Viewing Summary Statistics for a Dataset

When data is loaded into a dataset, LityxIQ will automatically create summary statistics for each variable.  The summary statistics can be viewed by following these steps:

1) Select the dataset in the available datasets list (it will highlight blue gray), then click Summary Statistics in the Selected Dataset menu or in the right click menu.



2) The summary statistics will appear in a new window.  If summary statistics are still in the process of being computed (for example, if the dataset just finished executing), you will see a partial listing of statistics currently available along with a warning message.  See below for descriptions of the information provided.  Click Done when finished.

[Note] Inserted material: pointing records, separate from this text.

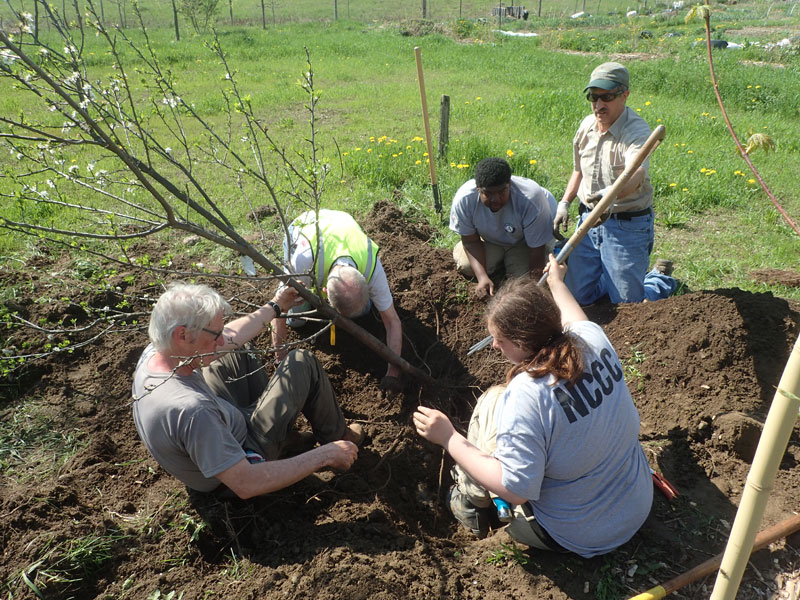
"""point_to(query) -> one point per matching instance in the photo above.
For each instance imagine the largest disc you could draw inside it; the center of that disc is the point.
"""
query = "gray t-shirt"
(575, 454)
(192, 433)
(528, 216)
(602, 157)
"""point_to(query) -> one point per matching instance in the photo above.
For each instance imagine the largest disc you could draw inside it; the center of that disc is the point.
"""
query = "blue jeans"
(612, 259)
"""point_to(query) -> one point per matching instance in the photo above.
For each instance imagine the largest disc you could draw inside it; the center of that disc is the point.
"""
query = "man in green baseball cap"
(612, 258)
(608, 76)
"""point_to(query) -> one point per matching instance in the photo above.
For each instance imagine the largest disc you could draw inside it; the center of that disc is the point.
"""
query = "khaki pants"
(272, 404)
(516, 259)
(482, 433)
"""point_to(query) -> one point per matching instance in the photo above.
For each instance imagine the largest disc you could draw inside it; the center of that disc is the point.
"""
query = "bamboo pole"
(771, 447)
(778, 531)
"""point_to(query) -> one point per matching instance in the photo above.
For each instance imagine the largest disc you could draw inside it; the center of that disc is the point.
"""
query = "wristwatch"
(274, 306)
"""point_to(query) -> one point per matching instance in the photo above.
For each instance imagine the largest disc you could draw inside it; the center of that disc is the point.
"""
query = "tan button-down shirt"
(601, 158)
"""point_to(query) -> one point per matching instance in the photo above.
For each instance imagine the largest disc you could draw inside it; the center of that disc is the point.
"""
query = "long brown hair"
(526, 314)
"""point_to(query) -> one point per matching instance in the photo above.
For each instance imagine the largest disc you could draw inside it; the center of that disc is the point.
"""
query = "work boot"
(664, 266)
(354, 433)
(473, 518)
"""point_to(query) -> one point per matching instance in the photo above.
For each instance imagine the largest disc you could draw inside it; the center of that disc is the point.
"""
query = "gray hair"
(183, 304)
(347, 291)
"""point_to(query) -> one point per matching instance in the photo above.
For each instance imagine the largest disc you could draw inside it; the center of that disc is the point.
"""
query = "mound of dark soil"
(703, 368)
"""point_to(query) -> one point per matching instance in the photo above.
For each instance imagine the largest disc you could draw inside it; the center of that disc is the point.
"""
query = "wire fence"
(266, 13)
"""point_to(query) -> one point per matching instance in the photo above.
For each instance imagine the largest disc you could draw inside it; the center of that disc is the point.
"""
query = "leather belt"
(627, 216)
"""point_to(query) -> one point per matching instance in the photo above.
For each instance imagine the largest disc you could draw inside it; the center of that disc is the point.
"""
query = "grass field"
(518, 97)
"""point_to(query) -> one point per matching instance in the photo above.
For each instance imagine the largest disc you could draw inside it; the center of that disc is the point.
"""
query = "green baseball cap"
(608, 76)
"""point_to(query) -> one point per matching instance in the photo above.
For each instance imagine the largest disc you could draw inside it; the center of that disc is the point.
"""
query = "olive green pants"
(271, 405)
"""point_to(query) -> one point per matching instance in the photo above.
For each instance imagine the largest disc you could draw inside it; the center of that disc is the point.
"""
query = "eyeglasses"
(607, 97)
(497, 192)
(216, 334)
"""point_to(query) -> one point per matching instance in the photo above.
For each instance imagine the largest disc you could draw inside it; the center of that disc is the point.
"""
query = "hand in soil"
(433, 425)
(484, 289)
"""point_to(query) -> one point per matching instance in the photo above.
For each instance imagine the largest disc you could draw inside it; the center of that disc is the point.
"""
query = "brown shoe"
(354, 433)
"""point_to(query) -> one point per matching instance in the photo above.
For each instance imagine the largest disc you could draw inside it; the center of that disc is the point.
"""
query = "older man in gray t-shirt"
(504, 221)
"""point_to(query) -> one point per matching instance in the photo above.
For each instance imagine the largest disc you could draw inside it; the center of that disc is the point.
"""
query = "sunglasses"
(216, 334)
(607, 97)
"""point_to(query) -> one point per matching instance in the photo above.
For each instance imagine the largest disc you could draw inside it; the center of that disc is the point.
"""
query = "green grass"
(66, 563)
(514, 97)
(34, 444)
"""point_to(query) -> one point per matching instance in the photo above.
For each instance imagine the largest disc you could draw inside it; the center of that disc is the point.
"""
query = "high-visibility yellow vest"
(340, 237)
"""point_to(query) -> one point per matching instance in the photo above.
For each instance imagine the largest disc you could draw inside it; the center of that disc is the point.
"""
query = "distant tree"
(175, 21)
(118, 158)
(201, 13)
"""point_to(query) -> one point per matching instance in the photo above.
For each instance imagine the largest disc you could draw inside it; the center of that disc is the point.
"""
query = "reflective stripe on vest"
(341, 237)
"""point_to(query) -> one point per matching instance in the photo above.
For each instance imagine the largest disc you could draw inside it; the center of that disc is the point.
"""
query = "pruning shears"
(664, 486)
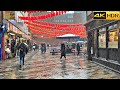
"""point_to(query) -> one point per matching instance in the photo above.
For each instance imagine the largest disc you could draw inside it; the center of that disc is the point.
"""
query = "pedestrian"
(63, 51)
(78, 49)
(34, 47)
(17, 49)
(22, 51)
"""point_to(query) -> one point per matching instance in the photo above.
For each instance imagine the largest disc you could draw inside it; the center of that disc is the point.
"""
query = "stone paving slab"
(47, 66)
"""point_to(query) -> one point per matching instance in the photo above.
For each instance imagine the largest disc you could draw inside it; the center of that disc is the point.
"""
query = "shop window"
(113, 38)
(102, 38)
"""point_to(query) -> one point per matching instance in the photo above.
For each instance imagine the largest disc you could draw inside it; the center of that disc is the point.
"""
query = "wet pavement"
(47, 66)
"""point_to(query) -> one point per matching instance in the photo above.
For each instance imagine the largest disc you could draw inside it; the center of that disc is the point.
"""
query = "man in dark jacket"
(63, 51)
(22, 51)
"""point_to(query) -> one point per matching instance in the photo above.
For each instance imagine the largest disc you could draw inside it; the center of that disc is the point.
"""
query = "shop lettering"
(99, 15)
(108, 15)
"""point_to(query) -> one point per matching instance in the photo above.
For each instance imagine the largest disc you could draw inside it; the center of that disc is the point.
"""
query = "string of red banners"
(49, 15)
(56, 26)
(57, 33)
(32, 11)
(44, 28)
(51, 24)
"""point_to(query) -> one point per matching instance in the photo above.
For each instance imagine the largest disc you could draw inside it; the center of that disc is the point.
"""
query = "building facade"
(103, 41)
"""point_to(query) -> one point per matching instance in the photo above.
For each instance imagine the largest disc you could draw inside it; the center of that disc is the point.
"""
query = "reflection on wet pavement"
(47, 66)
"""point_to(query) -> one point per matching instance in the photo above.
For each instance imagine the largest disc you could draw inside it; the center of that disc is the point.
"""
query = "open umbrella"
(68, 36)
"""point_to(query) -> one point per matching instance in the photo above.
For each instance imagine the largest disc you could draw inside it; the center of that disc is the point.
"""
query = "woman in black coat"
(63, 51)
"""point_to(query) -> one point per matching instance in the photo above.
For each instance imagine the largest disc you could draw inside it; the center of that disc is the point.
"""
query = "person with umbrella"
(78, 49)
(63, 51)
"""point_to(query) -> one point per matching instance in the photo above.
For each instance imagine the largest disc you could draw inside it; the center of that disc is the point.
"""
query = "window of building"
(102, 38)
(113, 38)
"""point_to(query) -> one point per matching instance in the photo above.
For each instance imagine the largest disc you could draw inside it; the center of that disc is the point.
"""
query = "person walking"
(22, 51)
(63, 51)
(78, 49)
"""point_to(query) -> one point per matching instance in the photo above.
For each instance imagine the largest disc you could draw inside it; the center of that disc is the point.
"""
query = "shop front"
(104, 43)
(2, 32)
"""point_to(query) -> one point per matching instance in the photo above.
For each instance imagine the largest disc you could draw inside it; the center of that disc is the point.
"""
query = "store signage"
(11, 27)
(10, 15)
(107, 15)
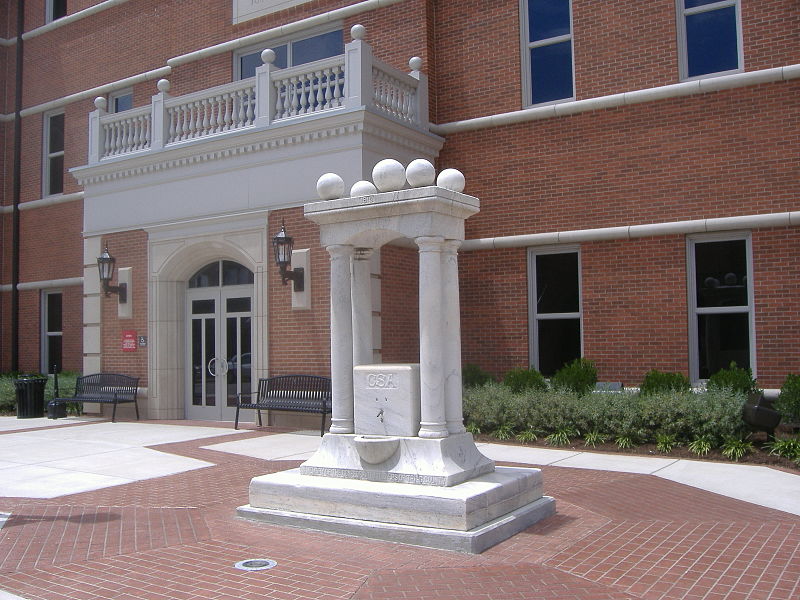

The statistics provided include:

  • Minimum Value -  The minimum value in the dataset.  For character-based fields, this is the minimum value based on alphabetical ordering.
  • Mean Value - The average value in the dataset.  This is only provided for numeric fields.
  • Maximum Value -  The maximum value in the dataset.  For character-based fields, this is the maximum value based on alphabetical ordering.
  • Q1, Median, Q3 - the first and third quartiles and the median are shown for numeric fields only if this option is chosen in the dataset settings.  The settings are in the Advanced tab (for raw datasets it is in the main settings dialog, and for derived datasets this is in the Finalize/QC area).
  • St. Dev. - the standard deviation for the full dataset.  This is only provided for numeric fields.
  • Sum - the sum of all values in the dataset.  This is only provided for numeric fields.
  • Valid Values - the number of non-null values in the dataset.
  • Null Values -  the number of missing values in the field.
  • Zero Count - the number of values that are exactly zero in the dataset.  This is only provided for numeric fields.
  • Min/Max String Length - for non-numeric fields, these are the smallest and largest string lengths in the dataset.  Note that older datasets may not show this statistic.
  • # Unique Values -  This is the number of unique values across the datatset (not including a missing value).
  • Unique Values -  A listing of the unique values.  For integer, date, and string fields, this is only shown if there are 1000 or fewer unique values, and for decimal fields, only if there are 255 or fewer unique values.  In addition, this is not shown for string fields whose maximum string length is more than 255.

You can also click column headers to sort the summary statistics window based on that column, and use the actions button to export, refresh, or resize the window.

Click the X in the upper right corner to close the window.